Friday, November 21, 2008
Post-Finals Quarter One
Today marked the passage of quarter one. With complete exhaustion and utter humility I can say, I did well - despite it all. At 4:00AM this morning I was still begging my brain to remember countless dirty mnemonics to remember what all each of the 20 amino acids does/becomes. I was trying to remember every step and enzyme and enzymatic subunit of DNA replication, transcription, and translation. I was trying to remember what happens from the moment you eat your dinner to the moment what's left comes out. It seemed like billions of enzymes all starting with either gluco- or phospho- and ending in -ase. And the pathways! The pathways and their enzymes and things that can go wrong and what happens when things do go wrong, and what to do about it. . .and on and on and on. 500 pages of this!
If you are a pre-med student, do not tear-up your application.
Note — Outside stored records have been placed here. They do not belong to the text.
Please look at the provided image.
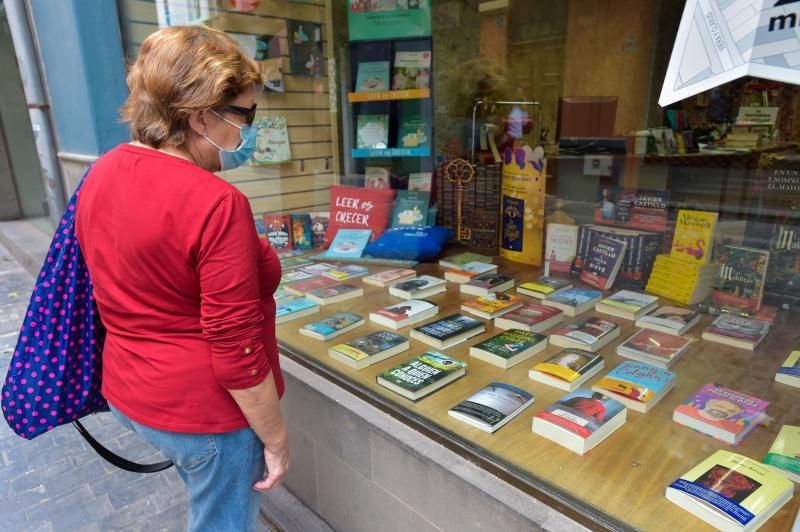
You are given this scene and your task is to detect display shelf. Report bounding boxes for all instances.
[277,259,800,531]
[347,89,431,103]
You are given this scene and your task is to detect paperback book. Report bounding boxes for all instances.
[447,382,533,433]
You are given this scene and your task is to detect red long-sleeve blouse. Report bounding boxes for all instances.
[76,144,284,433]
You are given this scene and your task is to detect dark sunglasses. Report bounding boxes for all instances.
[220,103,258,125]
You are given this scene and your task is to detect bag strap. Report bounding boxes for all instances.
[72,420,173,473]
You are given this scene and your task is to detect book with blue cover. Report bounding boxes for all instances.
[325,229,372,259]
[592,360,675,414]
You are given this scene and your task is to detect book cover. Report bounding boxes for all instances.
[594,186,669,231]
[670,209,719,265]
[376,299,436,321]
[705,314,769,342]
[594,360,675,403]
[536,388,625,438]
[289,214,314,249]
[309,211,331,248]
[533,348,603,382]
[303,312,364,336]
[472,329,547,360]
[450,382,533,427]
[580,235,626,290]
[713,246,769,312]
[325,229,372,259]
[617,329,691,363]
[331,331,408,361]
[392,51,431,90]
[380,351,467,392]
[544,223,578,274]
[552,317,619,345]
[675,384,769,442]
[764,425,800,476]
[356,115,389,149]
[275,297,319,318]
[414,314,484,342]
[391,190,431,227]
[355,61,391,92]
[667,451,793,530]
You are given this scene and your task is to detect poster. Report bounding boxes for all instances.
[348,0,431,41]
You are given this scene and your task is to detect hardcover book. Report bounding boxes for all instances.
[378,351,467,401]
[592,360,675,414]
[672,384,769,445]
[447,382,533,433]
[666,451,794,531]
[469,329,547,369]
[713,246,769,312]
[299,312,364,340]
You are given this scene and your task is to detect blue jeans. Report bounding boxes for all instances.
[109,405,264,532]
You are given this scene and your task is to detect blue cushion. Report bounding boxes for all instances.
[364,226,453,261]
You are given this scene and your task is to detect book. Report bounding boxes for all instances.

It's hard as Hell to get in. It's hard as Hell to succeed. However, it's great to be here. My friends and I discussed how it's similar to being in an abusive relationship - "It was my fault; I'll try harder next time." "If medical school didn't love me and want me to succeed, it wouldn't push me so hard." All right, that's a terrible analogy, but there's some truth to it. It's horrible, and yet, it's awesome. I bet you didn't know tonsils are also on your tongue and your palate. See - pretty damn cool.
It's worth it, even when I feel like I can't possibly take another day of this or another bad grade it all evens out, and by tomorrow, I will have had more than 3 hours of sleep, and that's truly wonderful.
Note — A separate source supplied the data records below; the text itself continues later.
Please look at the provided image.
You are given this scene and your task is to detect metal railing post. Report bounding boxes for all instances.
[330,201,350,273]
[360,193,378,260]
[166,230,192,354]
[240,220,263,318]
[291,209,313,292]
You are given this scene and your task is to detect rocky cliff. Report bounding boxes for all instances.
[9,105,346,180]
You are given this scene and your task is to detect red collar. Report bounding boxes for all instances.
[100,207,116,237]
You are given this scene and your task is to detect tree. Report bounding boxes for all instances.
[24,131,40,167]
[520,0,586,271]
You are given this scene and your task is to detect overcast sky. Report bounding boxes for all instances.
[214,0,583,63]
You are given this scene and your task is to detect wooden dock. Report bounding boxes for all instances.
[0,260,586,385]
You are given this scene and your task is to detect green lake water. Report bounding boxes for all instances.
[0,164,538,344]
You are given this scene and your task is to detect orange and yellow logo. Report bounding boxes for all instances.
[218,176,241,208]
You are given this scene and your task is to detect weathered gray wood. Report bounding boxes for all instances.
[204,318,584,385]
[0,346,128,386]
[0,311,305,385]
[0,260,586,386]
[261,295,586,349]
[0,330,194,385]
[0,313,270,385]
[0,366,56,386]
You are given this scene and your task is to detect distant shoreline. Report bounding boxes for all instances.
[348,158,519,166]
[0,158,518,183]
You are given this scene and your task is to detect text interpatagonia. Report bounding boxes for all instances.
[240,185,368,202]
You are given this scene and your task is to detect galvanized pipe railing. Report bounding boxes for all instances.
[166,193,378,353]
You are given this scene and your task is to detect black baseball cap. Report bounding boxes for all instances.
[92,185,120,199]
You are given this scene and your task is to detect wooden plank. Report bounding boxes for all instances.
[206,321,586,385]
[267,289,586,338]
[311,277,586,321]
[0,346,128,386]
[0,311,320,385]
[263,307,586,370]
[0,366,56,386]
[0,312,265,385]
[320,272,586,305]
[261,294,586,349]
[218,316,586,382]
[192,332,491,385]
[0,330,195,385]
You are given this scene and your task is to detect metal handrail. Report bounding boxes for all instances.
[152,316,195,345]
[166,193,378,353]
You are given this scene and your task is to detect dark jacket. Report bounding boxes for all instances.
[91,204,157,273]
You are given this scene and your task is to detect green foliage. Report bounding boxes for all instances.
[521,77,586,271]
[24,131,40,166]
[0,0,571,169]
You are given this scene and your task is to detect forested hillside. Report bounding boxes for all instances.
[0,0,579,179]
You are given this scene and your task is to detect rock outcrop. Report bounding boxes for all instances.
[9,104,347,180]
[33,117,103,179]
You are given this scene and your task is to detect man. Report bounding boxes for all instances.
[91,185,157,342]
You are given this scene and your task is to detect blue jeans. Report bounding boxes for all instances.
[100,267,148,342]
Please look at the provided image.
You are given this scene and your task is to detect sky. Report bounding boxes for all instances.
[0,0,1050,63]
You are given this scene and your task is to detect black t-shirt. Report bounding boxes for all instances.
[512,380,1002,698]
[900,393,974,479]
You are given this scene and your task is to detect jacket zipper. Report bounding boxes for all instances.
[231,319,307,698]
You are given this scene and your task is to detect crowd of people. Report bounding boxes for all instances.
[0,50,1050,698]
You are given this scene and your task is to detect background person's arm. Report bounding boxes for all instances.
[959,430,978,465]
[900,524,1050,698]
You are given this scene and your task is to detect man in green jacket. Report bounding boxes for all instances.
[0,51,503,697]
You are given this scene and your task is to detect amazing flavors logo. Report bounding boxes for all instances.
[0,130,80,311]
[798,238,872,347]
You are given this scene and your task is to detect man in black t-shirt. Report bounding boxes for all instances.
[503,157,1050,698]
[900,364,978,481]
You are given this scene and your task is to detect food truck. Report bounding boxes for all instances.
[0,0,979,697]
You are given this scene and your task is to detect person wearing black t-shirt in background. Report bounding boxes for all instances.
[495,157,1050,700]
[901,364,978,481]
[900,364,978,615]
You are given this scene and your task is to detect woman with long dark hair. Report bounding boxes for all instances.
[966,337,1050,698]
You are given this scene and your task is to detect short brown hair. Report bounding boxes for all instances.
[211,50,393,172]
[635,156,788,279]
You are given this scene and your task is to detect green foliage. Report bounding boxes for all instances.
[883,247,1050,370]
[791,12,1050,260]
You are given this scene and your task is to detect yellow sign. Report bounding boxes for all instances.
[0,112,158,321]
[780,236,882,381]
What an honor - to learn so much about the secrets in every crevice and cell. It certainly isn't easy, but I'm glad I'm here.
Friday, November 14, 2008
Finals - Quarter One
I can now understand, with a great degree of clarity, why medical students become hardened and uncaring. Unless you've been there, or are here, you can't possibly understand the enormity of the task and the feeling of utter hopelessness. It's just school, how can it be that bad? It is.
I'm not sure if it's the countless numbers of mind-numbing, "I'll never use this again," details, or the lack of time for anything else, or the bi-polar grades. Probably it is the combination of it all. The material is interesting; I wouldn't be here is I didn't think it was. The frustration of never being well-prepared is extremely taxing. There is not enough time. There is never enough time.
So what do we do? I think probably learn new coping skills. Take time when there isn't any. Understand that mediocrity doesn't equal bad doctor. In fact, some of the smartest people in my class are going to be awful doctors. It's too bad, really, that in the US we base success on the ability to memorize.
I can't see a better way to do it. You don't want a manual-dexterity genius taking out your gallbladder if they don't know exactly where it is and how to stop bleeding. You don't want a pediatrician for your baby with a cleft palate that doesn't understand where neural crest cells go. However, for those of us who struggle with memorization, we are suffering, and we will probably not have the option of a competitive residency. You're loss.
For now, I will be happy that I'm doing well-enough. I will play my cello and go on dates with my husband. I will play with my critters, and I will try to enjoy medical school without becoming a business-woman. "Next, please. . ." I will do my best to look you in the eye and give a damn.